Despite brands’ oft-stated commitment to freedom of association, very little in the public sphere reveals just how they are implementing it. A recent benchmark by KnowTheChain, an initiative of the BHRRC, Humanity United, Verite and Morningstar Sustainalytics, found that less than one-quarter (22 percent) of fashion’s 65 biggest publicly listed firms disclosed engaging with local or global unions to boost freedom of association in their supply chains. Only 12 percent divulged even partial information on the percentage of their supply chains covered by collective bargaining agreements, of which just one—Zara owner Inditex—provided a breakdown by region and two—H&M Group and Lululemon—furnished aggregate data for their Tier 1 suppliers. A mere 5 percent—namely, Asos, Primark and The North Face owner VF Corp.— described how they involved stakeholders such as workers, unions and civil society organizations in their human rights assessments.

But brands that want to “truly implement” their policy commitments need to make it a condition of trade that independent unions are allowed to freely organize and that structures like worker committees are used only within their legal remit, Jelly said. Brands should also be proactively engaging with independent unions as they undertake the meaningful stakeholder engagement required under legislation such as the European Union’s corporate sustainability due diligence directive—something that will increasingly come into play over the next few years. And if they’re defaulting to national law as a justification for a “softer approach” to freedom of association, they need to ask themselves why they’re sourcing from countries that lack protections for collective bargaining. Is it because it’s cheaper?

“Something that came through strongly in the research is the draining impact that this complicated landscape of mostly fake representatives has on the independent unions,” Jelly said. “They have to spend valuable time fighting for legitimacy, fighting union busting, and therefore have less time. focused on actually representing workers’ needs at the factory level. And—really important—no time to engage with brands and suppliers on a macro level to bring about the kind of transformations in the industry that are desperately needed.”

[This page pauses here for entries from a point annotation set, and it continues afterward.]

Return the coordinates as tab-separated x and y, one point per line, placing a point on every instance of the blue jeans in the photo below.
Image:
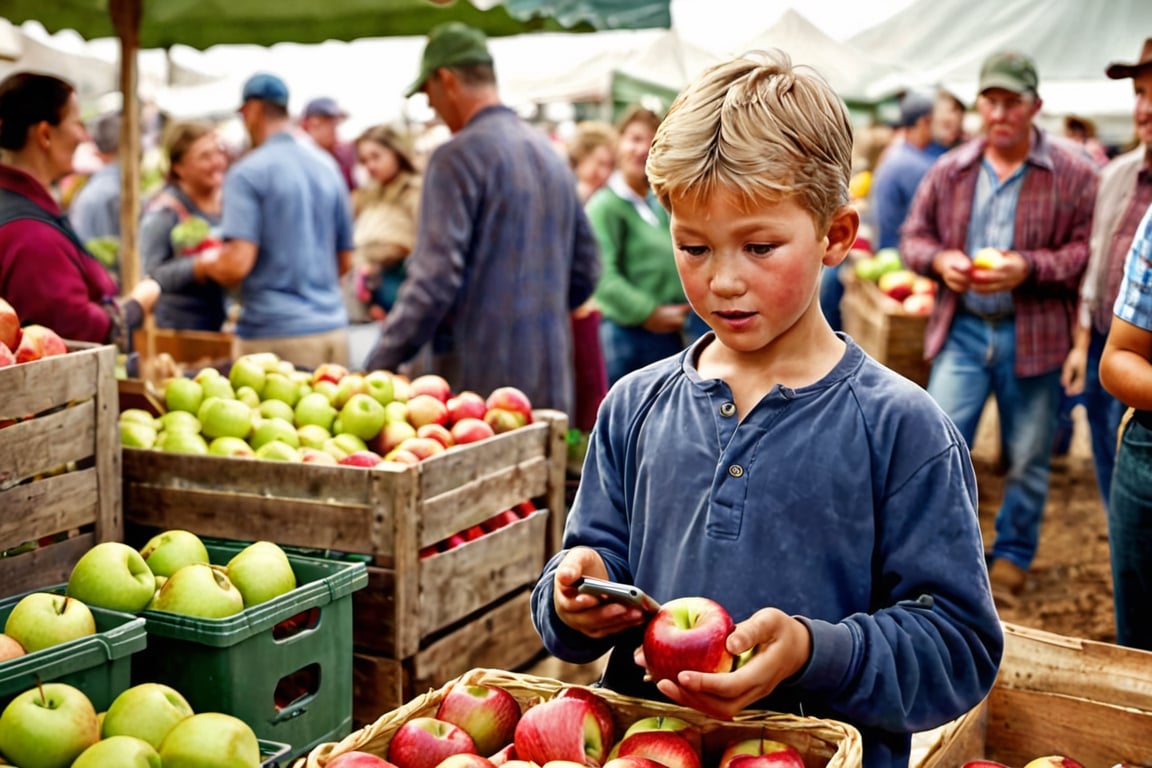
1130	538
977	360
1104	415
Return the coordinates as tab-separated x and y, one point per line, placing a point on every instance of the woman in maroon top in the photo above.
45	273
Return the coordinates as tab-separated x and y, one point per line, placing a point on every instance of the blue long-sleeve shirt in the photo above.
853	508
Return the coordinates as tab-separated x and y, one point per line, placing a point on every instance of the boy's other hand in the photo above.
782	647
584	613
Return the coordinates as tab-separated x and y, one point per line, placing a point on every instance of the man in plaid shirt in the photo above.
1002	223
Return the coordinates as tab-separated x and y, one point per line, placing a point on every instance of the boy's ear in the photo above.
842	229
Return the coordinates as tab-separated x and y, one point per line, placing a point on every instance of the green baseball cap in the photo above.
452	44
1010	70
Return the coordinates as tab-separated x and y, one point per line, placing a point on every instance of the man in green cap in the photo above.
503	251
1002	225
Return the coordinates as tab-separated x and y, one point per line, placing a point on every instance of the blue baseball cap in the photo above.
266	88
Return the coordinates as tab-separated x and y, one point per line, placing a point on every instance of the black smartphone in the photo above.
622	593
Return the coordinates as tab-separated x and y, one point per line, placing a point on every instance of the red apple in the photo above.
766	753
560	729
469	430
9	326
39	341
331	372
361	458
600	708
465	405
688	633
489	714
666	747
437	432
358	760
432	385
424	742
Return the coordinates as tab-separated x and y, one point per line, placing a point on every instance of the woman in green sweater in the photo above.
639	295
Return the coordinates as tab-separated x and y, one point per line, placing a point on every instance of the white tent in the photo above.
945	42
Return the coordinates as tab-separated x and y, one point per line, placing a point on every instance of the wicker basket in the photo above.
824	743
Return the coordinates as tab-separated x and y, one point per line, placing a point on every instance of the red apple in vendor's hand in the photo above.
9	326
465	405
688	633
666	747
764	753
560	729
424	742
37	342
486	713
430	383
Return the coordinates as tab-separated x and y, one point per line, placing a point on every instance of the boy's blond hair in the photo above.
760	128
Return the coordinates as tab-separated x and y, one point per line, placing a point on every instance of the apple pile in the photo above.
915	293
25	344
483	727
267	409
173	572
148	725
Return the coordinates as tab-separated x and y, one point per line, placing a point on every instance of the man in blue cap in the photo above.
503	251
287	230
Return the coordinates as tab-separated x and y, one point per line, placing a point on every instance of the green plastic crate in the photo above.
234	664
99	664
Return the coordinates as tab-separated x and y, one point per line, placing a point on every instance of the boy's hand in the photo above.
586	613
782	647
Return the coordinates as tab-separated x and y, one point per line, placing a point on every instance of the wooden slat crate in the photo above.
386	514
883	329
1055	694
60	469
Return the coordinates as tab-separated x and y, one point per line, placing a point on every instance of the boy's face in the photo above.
752	275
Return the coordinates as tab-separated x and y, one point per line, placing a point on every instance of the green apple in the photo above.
233	447
277	409
119	751
315	409
169	550
380	386
181	394
312	435
211	739
148	712
278	450
278	386
219	387
137	435
42	620
201	591
48	727
262	571
180	421
183	442
247	372
274	428
248	396
362	416
112	575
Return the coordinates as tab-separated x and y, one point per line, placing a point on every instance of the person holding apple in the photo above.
1002	222
773	470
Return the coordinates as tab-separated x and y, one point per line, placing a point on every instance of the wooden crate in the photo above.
821	743
59	464
1055	694
386	514
880	326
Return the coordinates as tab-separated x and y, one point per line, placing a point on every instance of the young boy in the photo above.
773	466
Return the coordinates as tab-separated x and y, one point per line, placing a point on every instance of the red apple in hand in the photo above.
424	742
688	633
560	729
760	753
486	713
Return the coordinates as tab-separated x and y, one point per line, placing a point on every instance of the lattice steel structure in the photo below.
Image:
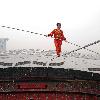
41	83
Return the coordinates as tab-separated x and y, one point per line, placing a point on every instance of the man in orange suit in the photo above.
58	38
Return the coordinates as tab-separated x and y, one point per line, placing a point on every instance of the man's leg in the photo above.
58	44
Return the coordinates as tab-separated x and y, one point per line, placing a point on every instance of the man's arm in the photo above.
51	34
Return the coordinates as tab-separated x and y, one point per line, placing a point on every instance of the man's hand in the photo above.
65	40
49	35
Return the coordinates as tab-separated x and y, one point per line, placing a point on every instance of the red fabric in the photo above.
1	97
59	37
58	44
58	34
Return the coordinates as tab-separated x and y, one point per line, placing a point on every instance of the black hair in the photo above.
58	24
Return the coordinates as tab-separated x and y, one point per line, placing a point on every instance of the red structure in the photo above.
48	84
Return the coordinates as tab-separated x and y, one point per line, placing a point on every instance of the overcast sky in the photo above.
80	21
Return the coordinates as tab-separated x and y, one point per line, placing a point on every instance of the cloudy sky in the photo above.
80	21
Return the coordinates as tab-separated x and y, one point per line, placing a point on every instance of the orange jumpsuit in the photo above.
58	38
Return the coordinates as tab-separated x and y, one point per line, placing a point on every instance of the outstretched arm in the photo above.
51	34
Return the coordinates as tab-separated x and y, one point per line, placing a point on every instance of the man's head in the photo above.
58	25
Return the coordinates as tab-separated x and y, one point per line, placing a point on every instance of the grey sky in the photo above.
80	21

For Jelly, there can be no “just” transformation of the industry without building up worker representation and union power. While trade union structures are not perfect, they remain the “best route that workers have to kind of build their collective power and to ensure decent working conditions,” she added.

There’s a business case for multinational firms to champion freedom of association in their supply chain, Swan argued, and not least because she thinks that companies need a social as well as economic license to operate.

“If you have workers that are able to speak freely and collectively, they can tell their boss when a factory, a machine or a building does not look safe and know that they’re not going to be persecuted or lose their job,” she said. “They can say, ‘Look, we’re unable to do this work in these conditions, and we need to build a sustainable workforce,’ so when orders come in, a company can adapt and fulfill that order. Workers are more likely to be productive when they’re paid well, they’re healthy and they can afford to eat, and where they are safe and respected.”

This is the unquantifiable aspect of freedom of association, which is the “bricks and mortar of worker well-being,” Swan said.

“That’s what builds a thriving workplace, a happy workplace,” she said. “It allows employers to plan for the future because they don’t have workers that are sick, are struggling to be productive. And they’re not leaving all the time, and that’s great for business. And I think we need to shift to an expectation that a thriving workforce is key to your business case, to your interest as a business, and I don’t think we’re quite there yet.”